To the owner of this session: Here is the link to the session guidelines page: https://www.mediawiki.org/wiki/Wikimedia_Developer_Summit/2017/Session_Guidelines. We encourage you to recruit Note-taker(s) 2(min) and 3(max), Remote Moderator, and Advocate (optional) on the spot before the beginning of your session. Instructions about each role player's task are outlined in the guidelines. The physical version of the role cards will be made available in all the session rooms. Good luck prepping, see you at the summit! :)

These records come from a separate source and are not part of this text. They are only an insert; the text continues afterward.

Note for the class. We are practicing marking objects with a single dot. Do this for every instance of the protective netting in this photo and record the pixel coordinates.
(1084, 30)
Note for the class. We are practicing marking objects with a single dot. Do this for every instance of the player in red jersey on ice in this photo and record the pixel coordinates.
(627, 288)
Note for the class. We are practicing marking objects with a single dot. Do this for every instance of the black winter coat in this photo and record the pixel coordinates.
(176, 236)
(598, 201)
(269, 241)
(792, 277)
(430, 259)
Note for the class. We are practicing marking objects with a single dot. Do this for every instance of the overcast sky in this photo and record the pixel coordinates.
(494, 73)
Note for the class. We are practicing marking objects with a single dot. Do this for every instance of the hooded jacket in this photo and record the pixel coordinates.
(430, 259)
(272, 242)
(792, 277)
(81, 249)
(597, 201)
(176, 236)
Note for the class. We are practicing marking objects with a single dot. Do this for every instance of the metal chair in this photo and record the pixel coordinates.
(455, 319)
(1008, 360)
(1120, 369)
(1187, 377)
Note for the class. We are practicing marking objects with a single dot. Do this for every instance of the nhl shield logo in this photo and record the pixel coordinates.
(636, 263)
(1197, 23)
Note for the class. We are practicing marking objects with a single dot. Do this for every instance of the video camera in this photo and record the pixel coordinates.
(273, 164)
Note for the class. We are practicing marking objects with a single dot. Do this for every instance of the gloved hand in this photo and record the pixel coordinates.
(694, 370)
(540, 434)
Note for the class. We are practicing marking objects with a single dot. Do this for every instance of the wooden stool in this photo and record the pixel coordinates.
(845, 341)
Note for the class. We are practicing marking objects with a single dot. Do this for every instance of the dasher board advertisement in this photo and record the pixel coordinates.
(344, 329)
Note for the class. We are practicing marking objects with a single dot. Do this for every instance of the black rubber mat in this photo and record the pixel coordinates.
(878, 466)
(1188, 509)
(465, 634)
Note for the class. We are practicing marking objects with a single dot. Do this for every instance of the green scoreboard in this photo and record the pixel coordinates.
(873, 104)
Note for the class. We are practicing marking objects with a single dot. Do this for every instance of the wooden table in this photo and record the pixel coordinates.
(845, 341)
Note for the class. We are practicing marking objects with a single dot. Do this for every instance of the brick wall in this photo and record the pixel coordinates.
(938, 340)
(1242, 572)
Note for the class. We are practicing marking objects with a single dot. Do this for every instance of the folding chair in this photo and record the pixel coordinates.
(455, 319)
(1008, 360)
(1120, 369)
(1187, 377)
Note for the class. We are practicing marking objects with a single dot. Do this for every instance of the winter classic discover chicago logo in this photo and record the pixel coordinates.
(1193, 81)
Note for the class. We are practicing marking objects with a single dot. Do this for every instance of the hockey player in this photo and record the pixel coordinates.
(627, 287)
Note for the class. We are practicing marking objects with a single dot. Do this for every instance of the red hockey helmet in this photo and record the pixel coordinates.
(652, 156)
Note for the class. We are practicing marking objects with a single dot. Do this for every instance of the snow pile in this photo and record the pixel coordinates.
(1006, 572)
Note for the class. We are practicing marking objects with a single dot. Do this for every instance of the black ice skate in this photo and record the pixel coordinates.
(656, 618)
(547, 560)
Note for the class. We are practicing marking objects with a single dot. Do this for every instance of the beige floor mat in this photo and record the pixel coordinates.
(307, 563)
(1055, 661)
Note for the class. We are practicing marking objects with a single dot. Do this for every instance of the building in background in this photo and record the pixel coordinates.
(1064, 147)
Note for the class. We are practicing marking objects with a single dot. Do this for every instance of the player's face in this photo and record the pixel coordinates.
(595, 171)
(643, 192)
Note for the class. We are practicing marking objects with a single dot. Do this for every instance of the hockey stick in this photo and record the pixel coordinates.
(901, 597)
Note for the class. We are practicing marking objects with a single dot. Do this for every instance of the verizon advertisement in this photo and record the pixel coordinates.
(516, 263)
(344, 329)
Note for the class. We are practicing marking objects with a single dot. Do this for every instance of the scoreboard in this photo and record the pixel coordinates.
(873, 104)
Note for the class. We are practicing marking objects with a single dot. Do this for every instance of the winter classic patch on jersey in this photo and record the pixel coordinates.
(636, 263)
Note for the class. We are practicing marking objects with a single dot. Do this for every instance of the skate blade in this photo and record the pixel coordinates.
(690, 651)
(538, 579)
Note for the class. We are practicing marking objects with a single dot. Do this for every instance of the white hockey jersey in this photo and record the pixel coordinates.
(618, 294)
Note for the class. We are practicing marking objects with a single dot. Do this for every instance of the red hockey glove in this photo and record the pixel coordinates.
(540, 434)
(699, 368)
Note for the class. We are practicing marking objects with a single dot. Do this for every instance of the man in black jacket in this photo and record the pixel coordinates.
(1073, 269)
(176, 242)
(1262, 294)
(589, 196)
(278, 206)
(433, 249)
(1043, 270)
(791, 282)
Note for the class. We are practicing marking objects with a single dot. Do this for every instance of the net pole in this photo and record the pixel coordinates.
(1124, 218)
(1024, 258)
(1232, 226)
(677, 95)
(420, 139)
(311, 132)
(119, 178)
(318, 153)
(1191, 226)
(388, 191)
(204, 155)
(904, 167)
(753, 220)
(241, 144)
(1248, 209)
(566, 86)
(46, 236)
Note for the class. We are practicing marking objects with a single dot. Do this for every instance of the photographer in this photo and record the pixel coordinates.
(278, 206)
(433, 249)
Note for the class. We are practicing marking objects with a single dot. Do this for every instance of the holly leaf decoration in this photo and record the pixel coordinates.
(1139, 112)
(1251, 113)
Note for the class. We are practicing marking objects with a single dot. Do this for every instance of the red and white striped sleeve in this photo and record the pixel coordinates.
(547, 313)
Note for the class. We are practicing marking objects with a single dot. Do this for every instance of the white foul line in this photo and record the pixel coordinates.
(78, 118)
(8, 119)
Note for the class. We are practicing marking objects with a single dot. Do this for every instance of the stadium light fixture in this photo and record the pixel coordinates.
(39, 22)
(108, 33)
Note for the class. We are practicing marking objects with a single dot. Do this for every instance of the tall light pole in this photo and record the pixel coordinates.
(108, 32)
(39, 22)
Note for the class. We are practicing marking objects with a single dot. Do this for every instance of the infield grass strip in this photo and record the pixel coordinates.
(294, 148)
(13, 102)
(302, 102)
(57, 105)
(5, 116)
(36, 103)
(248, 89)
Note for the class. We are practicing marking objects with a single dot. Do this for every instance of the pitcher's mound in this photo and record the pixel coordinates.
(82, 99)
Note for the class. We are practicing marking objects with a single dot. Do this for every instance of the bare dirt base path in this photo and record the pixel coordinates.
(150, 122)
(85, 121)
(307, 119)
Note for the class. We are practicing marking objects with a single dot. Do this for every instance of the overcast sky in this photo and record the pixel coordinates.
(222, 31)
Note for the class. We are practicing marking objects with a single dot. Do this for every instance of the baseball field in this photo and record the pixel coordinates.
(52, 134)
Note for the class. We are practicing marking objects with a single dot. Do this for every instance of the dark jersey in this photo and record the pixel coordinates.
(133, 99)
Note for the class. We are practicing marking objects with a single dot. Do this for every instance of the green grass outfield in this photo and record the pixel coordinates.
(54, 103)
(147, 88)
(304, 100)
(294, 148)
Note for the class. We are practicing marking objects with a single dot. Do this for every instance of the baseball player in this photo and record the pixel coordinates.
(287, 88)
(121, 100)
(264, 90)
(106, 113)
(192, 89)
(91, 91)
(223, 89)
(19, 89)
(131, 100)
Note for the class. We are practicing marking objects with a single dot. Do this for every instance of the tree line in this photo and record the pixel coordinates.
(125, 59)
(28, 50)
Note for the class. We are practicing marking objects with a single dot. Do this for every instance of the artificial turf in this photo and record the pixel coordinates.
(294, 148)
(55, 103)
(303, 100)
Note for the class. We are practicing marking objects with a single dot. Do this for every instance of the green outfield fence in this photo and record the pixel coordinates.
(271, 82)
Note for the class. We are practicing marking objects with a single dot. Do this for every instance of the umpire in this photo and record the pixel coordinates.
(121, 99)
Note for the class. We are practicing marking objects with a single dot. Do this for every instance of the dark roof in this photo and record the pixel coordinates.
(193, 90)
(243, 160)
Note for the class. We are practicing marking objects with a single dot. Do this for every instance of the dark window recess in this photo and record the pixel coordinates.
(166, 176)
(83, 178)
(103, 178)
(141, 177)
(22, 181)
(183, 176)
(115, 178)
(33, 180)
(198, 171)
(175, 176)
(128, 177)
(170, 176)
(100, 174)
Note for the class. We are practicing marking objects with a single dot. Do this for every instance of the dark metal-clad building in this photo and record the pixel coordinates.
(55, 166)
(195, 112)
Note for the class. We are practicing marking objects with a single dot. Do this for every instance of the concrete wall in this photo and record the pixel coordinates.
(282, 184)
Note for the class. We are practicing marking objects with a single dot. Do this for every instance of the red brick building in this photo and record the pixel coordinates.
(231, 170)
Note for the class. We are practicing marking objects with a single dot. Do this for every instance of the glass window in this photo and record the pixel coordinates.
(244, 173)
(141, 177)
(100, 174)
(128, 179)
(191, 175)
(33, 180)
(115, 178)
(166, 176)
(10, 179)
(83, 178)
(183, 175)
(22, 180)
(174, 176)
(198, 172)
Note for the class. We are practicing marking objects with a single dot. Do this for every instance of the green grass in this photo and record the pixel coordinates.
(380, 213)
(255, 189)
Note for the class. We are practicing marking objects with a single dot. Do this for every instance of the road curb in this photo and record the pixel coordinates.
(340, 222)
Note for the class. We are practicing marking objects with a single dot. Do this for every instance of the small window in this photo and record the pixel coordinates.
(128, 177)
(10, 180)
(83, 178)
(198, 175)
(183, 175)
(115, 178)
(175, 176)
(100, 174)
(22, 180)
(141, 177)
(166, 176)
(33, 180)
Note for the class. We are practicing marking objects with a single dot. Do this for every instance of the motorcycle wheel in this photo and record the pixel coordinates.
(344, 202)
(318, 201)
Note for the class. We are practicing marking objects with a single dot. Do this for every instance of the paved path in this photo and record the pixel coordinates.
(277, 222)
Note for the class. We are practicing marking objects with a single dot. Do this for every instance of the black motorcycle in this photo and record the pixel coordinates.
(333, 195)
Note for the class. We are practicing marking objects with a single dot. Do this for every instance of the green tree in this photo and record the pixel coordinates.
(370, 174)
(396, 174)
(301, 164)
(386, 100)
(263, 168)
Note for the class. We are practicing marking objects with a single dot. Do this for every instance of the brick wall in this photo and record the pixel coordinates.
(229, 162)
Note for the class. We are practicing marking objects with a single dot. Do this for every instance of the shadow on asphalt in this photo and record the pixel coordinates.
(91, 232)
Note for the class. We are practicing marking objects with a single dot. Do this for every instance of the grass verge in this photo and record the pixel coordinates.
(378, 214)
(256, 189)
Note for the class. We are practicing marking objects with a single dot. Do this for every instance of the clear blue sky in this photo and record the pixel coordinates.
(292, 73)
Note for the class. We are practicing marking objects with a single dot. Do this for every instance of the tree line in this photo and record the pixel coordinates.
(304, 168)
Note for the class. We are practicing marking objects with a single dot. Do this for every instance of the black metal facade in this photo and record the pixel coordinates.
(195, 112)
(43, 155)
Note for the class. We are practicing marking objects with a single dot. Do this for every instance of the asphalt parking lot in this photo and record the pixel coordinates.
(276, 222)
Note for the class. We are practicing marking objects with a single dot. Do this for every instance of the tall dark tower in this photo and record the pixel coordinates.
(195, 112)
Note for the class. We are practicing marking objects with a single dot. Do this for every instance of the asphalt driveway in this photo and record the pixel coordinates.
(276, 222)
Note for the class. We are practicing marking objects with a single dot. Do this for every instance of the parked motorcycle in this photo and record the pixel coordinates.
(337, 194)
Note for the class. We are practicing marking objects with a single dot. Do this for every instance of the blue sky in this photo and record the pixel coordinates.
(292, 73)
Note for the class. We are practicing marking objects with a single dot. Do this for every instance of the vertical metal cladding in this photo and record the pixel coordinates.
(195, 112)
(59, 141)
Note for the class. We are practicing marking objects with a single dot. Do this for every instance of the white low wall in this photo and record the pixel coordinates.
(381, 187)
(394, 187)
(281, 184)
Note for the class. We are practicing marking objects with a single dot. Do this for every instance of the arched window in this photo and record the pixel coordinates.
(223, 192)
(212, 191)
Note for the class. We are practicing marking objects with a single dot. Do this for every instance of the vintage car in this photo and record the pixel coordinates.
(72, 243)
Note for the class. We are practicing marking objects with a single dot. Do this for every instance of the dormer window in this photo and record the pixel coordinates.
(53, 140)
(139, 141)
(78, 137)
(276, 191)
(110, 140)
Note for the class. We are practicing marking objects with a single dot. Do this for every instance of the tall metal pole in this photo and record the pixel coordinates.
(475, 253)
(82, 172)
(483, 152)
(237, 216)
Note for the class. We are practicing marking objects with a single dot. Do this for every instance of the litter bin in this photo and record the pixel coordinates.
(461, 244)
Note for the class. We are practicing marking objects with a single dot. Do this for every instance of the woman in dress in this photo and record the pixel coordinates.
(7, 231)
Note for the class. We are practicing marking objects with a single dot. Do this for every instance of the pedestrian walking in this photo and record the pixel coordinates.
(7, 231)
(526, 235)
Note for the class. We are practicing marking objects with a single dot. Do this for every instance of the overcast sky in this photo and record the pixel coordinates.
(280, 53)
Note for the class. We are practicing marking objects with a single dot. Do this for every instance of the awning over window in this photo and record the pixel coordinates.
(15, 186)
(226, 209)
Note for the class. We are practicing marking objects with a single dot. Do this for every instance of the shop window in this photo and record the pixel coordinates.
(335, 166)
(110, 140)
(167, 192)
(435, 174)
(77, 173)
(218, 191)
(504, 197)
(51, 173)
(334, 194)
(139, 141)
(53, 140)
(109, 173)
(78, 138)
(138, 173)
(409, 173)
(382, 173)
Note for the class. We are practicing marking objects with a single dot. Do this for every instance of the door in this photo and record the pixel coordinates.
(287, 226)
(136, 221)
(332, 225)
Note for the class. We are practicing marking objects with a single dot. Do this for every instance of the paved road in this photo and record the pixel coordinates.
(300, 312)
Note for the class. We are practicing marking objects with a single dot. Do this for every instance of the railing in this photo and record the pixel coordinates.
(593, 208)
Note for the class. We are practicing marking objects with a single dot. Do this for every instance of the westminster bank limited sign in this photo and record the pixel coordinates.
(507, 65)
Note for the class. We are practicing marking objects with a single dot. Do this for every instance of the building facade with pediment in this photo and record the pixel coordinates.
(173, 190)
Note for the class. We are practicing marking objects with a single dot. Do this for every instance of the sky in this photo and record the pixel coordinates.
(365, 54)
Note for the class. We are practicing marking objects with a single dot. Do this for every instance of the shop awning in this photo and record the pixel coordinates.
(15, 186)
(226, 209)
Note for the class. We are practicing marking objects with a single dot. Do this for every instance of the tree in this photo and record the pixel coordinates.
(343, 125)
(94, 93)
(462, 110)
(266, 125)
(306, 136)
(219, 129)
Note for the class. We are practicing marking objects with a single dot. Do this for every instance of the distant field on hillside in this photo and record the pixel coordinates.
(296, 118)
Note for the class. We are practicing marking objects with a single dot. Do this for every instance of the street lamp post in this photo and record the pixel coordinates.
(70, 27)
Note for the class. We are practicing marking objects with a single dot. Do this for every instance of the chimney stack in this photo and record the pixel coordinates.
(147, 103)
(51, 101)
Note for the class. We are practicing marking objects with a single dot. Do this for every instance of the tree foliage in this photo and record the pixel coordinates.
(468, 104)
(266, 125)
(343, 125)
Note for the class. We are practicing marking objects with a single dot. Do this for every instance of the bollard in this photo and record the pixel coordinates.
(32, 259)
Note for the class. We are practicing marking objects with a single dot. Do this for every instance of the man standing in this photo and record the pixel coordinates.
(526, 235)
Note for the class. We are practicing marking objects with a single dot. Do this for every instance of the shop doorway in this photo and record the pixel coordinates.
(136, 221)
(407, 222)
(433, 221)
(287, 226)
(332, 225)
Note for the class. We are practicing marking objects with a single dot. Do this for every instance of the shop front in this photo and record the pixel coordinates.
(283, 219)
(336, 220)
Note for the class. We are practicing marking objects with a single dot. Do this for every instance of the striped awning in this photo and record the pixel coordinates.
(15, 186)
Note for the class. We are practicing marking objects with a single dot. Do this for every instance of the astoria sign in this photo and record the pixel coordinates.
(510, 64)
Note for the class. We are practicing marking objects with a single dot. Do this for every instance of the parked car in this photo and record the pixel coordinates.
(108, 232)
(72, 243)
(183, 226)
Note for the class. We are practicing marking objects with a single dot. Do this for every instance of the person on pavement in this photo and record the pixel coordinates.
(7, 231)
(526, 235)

Note-taker(s) of this session: Follow the instructions here: https://www.mediawiki.org/wiki/Wikimedia_Developer_Summit/2017/Session_Guidelines#NOTE-TAKER.28S.29 After the session, DO NOT FORGET to copy the relevant notes and summary into a new wiki page following the template here: https://www.mediawiki.org/wiki/Wikimedia_Developer_Summit/2017/Your_Session and also link this from the All Session Notes page: https://www.mediawiki.org/wiki/Wikimedia_Developer_Summit/2017/All_Session_Notes. The EtherPad links are also now linked from the Schedule page (https://www.mediawiki.org/wiki/Wikimedia_Developer_Summit/2017/Schedule) for you!

I am going to resolve this as fixed, even if we have yet to finish the setup and announce the new labsdb servers (so this is just the beginning of the work)- I think the scope of the talk is done- thanks to all note-takers and other people helping.

New updates will go to subtickets on T140788 and of course, on the labs list.